Looking at the logs I have narrowed down the issue (I think) to gitlab workhorse on the gitaly node. I have tried to fix the issue by allocating more memory to the gitaly instance but that did not resolve the issue. I have provided an excerpt below where you can see that the PostRevievePack method takes over 20 seconds. I would like to understand what exactly is happening when this method is called and what could be causing this slowdown.

Steps to reproduce

Create a new git branch with some code changes and push to a project.
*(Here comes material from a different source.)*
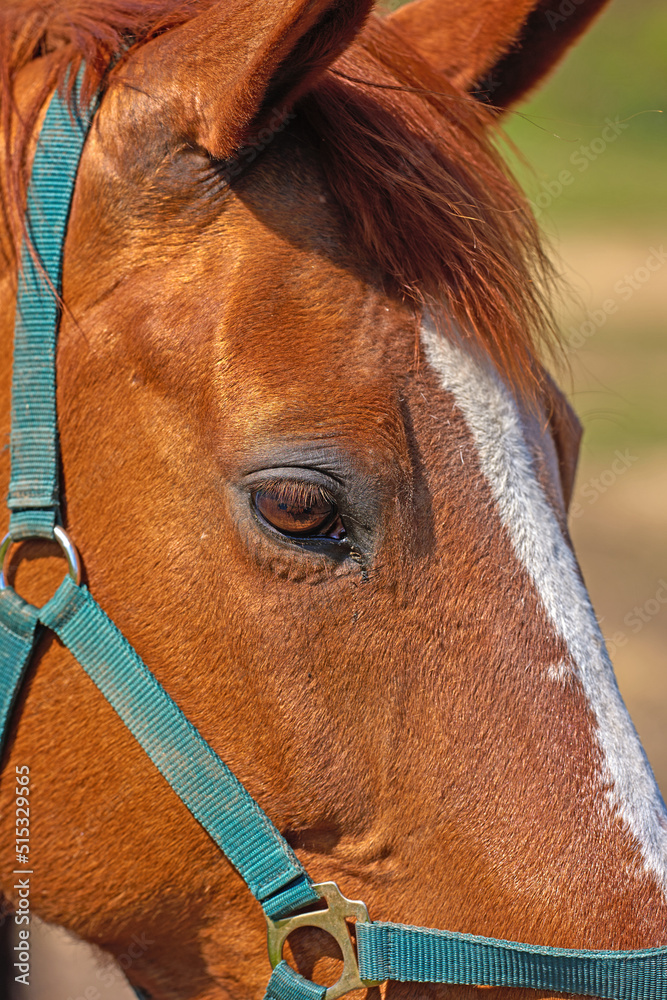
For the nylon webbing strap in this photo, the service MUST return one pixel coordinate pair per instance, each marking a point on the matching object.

As mentioned above this issue is intermittent and cant be reliably reproduced

What is the current bug behavior?

Git push takes 20s or more

What is the expected correct behavior?

GIt push/pull should take a few seconds at most

Relevant logs and/or screenshots

An example push:

git push -u origin branch1 
Enumerating objects: 62, done.
Counting objects: 100% (59/59), done.
Delta compression using up to 8 threads
Compressing objects: 100% (47/47), done.
Writing objects: 100% (48/48), 5.97 KiB | 1.49 MiB/s, done.
Total 48 (delta 37), reused 0 (delta 0), pack-reused 0

[… ca. 25s wait here …]

remote: To create a merge request for branch1, visit:
remote:   <REDACTED>
 * [new branch]        branch1 -> branch1
Branch 'branch1' set up to track remote branch 'branch1' from 'origin'.
  "command.count": 1,
  "command.cpu_time_ms": 143,
  "command.inblock": 656,
  "command.majflt": 15,
  "command.maxrss": 232032,
  "command.minflt": 10080,
  "command.oublock": 176,
  "command.real_time_ms": 17806,
  "command.system_time_ms": 53,
  "command.user_time_ms": 89,
  "correlation_id": "01GE20TEZC3T4KQF1FZ56CRSYC",
  "grpc.code": "OK",
  "grpc.meta.auth_version": "v2",
  "grpc.meta.client_name": "gitlab-workhorse",
  "grpc.meta.deadline_type": "none",
  "grpc.meta.method_type": "bidi_stream",
  "grpc.method": "PostReceivePack",
  "grpc.request.fullMethod": "/gitaly.SmartHTTPService/PostReceivePack",
  "grpc.request.glProjectPath": "<REDACTED>",
  "grpc.request.glRepository": "<REDACTED>",
  "grpc.request.payload_bytes": 9785,
  "grpc.request.repoPath": "@hashed/<REDACTED>",
  "grpc.request.repoStorage": "default",
  "grpc.response.payload_bytes": 56,
  "grpc.service": "gitaly.SmartHTTPService",
  "grpc.start_time": "2022-09-28T12:23:23.575",
  "grpc.time_ms": 20094.992,
  "level": "info",
  "msg": "finished streaming call with code OK",
  "peer.address": "<redacted>",
  "pid": 1378,
  "span.kind": "server",
  "system": "grpc",
  "time": "2022-09-28T12:23:43.670Z",
  "user_id": "<REDACTED>",
  "username": "<REDACTED>"

The above call takes about 20 seconds to complete whereas normally it should take a few milliseconds. I would like to understand exactly whats happening here and what could possibly be causing this slowdown.